WASHINGTON: Unemployment in the Bay of Plenty has dropped sharply, bucking the national trend. The Bay’s unemployment rate is now the lowest in the North Island at 4.9 per cent, after dropping one percentage point in the year to December 2016. Nationally, the rate rose 0.3 percentage points to 5.2 per cent over the same period.
Business and employment experts suggest that not all jobseekers are benefiting, as some job advertisements have prompted a flood of applications from people presumably unable to find work elsewhere. Tauranga Chamber of Commerce chief executive Stan Gregec described a “curious situation” in which there was “an oversupply of certain skill sets and a shortage of others”. Electricians, builders and doctors were in demand, but when the chamber advertised for an events co-ordinator recently, it was “absolutely swamped” with applications. “It all depends on how unique your skill set and experience is.”

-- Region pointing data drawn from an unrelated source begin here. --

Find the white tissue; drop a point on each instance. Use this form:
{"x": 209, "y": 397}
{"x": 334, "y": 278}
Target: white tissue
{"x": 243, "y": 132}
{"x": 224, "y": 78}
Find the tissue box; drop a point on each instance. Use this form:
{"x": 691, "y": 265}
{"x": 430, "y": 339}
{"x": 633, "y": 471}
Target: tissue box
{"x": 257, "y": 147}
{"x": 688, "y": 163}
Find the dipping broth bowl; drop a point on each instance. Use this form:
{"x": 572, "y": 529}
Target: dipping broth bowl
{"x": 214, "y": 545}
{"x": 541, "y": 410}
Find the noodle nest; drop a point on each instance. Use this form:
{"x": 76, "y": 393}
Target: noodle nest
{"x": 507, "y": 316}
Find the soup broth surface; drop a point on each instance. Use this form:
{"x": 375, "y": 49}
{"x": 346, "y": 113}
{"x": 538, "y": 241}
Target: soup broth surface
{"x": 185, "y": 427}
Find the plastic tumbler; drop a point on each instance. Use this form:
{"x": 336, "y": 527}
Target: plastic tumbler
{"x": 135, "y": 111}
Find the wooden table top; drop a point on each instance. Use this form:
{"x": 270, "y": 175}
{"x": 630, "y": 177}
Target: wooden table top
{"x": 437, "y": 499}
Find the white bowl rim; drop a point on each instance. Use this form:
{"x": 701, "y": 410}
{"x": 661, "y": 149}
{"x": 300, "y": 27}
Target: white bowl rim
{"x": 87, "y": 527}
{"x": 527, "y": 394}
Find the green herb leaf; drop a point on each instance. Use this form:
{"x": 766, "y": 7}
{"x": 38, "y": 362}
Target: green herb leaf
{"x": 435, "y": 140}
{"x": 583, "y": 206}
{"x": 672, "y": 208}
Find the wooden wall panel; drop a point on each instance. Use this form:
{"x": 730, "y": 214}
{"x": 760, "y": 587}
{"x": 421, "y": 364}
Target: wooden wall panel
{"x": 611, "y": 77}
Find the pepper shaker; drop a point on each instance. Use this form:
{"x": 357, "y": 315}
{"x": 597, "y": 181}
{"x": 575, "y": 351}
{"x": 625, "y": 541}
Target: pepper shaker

Matt Groucott of OneStaff said there was demand for tradespeople, truck drivers, heavy machine operators, civil construction workers and unskilled workers. However, some people moving to Tauranga from larger cities and from overseas were struggling to find employment in management, sales, finance and administration. “There can be many reasons for this – salary expectations, limited market in Tauranga for these positions and a lack of movement in existing roles limiting opportunity for anyone new to the area.”